In my role as a television talking head I had to sit for a lot of press profiles and I was frequently told by the interviewer, when I tried to hold something back, that the public would be interested. I soon learned not to say: ‘If you knew better than I do what interests the public, I’d be interviewing you.’ It would have been arrogant, and it wouldn’t have been true. The interviewer knows exactly what interests the public. The only failure, on the part of the interviewer, is the failure to draw a distinction between what the public finds interesting and what is in the public interest. The question turns on whether the concept of a private life is vital to the general welfare, and the answer is surely yes. In practice, however, privacy is usually trumped by news, and the ethical quarrel is confined to the question of whether or not the news is true. Back near the beginning of the twentieth century, Roger Casement’s diaries, which helped to bring him down, seemed likely to be a forgery put about by the British intelligence service, but the less likely possibility, that they were genuine, proved to be true.

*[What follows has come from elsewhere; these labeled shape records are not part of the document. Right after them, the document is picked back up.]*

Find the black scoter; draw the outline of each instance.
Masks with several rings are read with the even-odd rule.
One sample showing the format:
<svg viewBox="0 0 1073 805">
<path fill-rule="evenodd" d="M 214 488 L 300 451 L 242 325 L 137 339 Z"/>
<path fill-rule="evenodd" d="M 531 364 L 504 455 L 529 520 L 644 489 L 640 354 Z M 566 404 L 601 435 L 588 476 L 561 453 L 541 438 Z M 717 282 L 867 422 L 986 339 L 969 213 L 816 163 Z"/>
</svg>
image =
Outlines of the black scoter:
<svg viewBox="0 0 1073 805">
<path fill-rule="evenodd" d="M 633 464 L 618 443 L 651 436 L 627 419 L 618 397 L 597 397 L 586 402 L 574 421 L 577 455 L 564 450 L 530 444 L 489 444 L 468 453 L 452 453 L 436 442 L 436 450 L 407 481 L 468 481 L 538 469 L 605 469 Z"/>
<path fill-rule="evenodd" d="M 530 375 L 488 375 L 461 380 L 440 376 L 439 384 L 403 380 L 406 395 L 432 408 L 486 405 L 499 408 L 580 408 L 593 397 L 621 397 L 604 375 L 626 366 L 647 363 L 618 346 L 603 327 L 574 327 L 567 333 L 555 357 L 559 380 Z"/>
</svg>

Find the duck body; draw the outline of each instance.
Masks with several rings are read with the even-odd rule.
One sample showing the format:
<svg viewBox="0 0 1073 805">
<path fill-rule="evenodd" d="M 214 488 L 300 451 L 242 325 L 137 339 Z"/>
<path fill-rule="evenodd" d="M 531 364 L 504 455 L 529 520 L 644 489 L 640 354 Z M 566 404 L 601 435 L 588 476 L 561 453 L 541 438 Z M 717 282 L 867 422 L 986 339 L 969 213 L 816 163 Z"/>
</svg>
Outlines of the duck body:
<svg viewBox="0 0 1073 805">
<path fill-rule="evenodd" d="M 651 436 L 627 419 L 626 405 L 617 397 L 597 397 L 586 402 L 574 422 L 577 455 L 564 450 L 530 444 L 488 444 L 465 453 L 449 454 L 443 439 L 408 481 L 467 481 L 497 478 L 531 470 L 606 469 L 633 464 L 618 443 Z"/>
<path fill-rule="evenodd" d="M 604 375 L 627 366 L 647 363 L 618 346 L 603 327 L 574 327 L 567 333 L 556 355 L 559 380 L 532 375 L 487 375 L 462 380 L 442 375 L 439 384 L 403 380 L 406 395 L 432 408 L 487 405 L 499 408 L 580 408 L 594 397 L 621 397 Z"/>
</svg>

What Prince Charles really needed, in the absence of a law forbidding the publication of private phone calls, was maximum publicity given to a phone call concocted by somebody else. If his call was real, it was grist to the mill. Or at least it was in Britain: if his future job had been King of France, his private life would have been as invulnerable to the press as President Mitterrand’s. But during the period covered by these broadcasts, it was becoming evident that civilization in Britain was suffering less from the accelerating indiscretion of the media than from the carefully preserved unfairness of the legal system, which allows an ambitious nuisance from anywhere in the world to sue against the slightest sign of defamation, and win large sums. Under this bad law, a book or periodical doesn’t have to be published in Britain, it merely has to be available there in some form and however briefly, for anyone from anywhere to bring an action in a British court against the author of the text that is felt to be offensive. The system amounts to a kind of libel tourism. In this respect if in no other, Britain looks like the dunce of the EU. No British institution is felt to be working well when there is a general opinion that they do things better on the Continong.